Bruxelles, 03/02/2012 (Agence Europe) - Le ministre français des Affaires européennes Jean Leonetti a estimé, vendredi 3 février, que le Mécanisme européen de stabilité (MES) signé la veille par les ambassadeurs nationaux des pays de la zone euro correspond à la création d'un « véritable Fonds monétaire européen ». Un instrument anti-crise pour lequel la France plaide depuis longtemps (EUROPE n° 10542).

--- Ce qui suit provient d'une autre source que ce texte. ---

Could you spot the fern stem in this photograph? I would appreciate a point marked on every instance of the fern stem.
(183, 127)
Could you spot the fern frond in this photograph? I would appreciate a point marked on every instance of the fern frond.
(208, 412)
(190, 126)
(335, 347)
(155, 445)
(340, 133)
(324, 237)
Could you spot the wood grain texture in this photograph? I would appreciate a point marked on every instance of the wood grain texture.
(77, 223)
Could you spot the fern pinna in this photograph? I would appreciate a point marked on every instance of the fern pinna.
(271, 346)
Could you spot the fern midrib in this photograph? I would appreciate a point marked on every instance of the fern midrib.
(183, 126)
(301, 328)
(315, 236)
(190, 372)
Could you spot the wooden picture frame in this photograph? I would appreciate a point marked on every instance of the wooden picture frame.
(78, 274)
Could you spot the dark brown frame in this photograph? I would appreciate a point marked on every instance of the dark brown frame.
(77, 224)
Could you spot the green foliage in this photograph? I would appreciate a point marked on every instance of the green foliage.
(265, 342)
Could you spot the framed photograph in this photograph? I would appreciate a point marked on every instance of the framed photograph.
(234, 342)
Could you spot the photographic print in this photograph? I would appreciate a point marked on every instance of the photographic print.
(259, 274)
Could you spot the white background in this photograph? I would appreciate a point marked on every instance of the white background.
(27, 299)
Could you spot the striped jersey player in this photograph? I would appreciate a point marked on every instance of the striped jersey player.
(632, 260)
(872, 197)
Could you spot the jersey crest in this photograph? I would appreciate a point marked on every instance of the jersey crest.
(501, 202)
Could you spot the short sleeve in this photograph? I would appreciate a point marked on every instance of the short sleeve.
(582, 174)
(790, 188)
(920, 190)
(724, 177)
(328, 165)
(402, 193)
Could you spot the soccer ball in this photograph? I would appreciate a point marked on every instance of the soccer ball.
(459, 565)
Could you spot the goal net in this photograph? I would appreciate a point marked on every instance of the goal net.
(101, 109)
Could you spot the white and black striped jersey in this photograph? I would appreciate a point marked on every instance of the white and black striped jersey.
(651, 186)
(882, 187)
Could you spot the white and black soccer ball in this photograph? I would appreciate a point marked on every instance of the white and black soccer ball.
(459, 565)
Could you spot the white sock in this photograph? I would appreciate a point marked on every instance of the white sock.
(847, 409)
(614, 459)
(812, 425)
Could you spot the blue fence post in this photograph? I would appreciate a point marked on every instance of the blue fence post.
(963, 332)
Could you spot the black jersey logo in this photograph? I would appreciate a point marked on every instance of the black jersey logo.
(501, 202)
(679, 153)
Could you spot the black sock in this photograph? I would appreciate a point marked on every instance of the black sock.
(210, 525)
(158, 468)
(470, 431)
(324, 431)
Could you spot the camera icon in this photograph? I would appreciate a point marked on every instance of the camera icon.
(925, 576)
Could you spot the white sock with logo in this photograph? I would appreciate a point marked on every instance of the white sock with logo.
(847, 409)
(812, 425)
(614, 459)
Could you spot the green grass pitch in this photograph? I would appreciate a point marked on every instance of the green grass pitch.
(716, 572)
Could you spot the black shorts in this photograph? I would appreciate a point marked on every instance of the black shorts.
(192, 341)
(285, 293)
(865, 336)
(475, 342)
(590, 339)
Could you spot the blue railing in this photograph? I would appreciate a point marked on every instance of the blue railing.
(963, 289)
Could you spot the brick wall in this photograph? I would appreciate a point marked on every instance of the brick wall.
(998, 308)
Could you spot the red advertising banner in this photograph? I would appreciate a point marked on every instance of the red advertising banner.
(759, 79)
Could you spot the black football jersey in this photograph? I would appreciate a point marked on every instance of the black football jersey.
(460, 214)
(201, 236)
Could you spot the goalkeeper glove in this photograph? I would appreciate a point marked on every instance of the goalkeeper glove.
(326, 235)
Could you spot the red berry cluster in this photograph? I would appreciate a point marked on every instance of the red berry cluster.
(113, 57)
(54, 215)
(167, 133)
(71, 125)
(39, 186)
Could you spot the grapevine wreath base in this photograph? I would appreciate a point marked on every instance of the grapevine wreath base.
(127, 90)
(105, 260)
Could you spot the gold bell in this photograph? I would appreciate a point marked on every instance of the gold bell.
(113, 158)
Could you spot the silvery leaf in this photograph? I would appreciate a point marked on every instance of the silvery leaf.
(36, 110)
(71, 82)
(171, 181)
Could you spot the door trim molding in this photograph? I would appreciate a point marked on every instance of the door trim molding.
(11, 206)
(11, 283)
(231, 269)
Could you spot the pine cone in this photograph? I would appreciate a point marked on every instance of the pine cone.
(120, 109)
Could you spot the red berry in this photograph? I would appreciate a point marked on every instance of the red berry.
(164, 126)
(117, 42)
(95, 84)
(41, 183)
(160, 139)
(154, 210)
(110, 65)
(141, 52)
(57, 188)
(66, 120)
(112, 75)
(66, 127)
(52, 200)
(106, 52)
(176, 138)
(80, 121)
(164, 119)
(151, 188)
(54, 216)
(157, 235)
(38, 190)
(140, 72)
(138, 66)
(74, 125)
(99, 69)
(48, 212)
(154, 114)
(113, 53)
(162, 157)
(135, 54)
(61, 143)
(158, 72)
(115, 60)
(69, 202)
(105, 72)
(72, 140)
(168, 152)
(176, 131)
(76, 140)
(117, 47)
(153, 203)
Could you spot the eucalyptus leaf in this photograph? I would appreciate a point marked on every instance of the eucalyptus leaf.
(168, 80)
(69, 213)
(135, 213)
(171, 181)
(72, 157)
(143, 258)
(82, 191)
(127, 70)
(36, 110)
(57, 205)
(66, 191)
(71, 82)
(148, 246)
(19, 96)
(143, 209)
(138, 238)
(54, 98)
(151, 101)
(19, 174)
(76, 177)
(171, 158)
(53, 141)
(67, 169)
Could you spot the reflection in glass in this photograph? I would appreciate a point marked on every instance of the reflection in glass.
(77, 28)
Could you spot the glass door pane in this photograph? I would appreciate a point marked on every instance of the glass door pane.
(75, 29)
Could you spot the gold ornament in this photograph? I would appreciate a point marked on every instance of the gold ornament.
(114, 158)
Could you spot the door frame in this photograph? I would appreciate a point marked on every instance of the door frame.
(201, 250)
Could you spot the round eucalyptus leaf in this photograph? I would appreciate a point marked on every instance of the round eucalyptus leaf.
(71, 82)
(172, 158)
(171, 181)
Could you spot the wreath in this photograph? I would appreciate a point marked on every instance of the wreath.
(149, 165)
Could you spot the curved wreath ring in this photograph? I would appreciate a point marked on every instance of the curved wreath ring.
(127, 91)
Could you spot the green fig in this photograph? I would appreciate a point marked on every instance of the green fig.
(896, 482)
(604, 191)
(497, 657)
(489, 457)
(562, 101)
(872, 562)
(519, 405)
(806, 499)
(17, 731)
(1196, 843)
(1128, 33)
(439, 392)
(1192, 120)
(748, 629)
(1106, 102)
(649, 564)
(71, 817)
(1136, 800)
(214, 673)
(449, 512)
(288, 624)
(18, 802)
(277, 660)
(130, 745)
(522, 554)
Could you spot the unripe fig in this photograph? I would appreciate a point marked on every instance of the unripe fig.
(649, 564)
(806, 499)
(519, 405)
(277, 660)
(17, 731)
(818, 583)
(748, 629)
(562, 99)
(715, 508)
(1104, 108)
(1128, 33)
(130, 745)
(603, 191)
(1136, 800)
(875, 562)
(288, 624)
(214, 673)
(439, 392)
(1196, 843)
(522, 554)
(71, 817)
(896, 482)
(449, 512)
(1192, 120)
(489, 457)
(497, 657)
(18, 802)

Selon le président du Conseil européen Herman Van Rompuy, le fonds européen de sauvetage, qui sera opérationnel en juillet 2012 soit « un an plus tôt que prévu initialement », représentera « un pare-feu permanent disposant d'un éventail large d'outils et d'une base financière solide ». Le MES sera doté d'une capacité effective de prêt de 500 milliards d'euros qui reposera sur 700 milliards d'euros de capital souscrit dont 80 milliards de capital initial et 620 milliards de capital exigible. Il pourra aider financièrement un pays en échange de la mise en œuvre par celui-ci d'un programme d'austérité. Il sera aussi en mesure de racheter des obligations souveraines directement à un État ou sur les marchés secondaires, et de soutenir un secteur bancaire national en difficulté. En cas de restructuration d'une dette publique, le fonds permanent de sauvetage ne prévoira pas a priori la participation du secteur privé, conformément à la doctrine du FMI. À partir de mars 2013, seuls les 25 États membres (tous sauf le Royaume-Uni et la République tchèque) ayant ratifié le pacte budgétaire pourront faire appel au MES.
Début mars, les leaders européens s'interrogeront sur le caractère adéquat de la dotation du pare-feu européen destiné à empêcher la contagion de la crise de la dette souveraine. (MB)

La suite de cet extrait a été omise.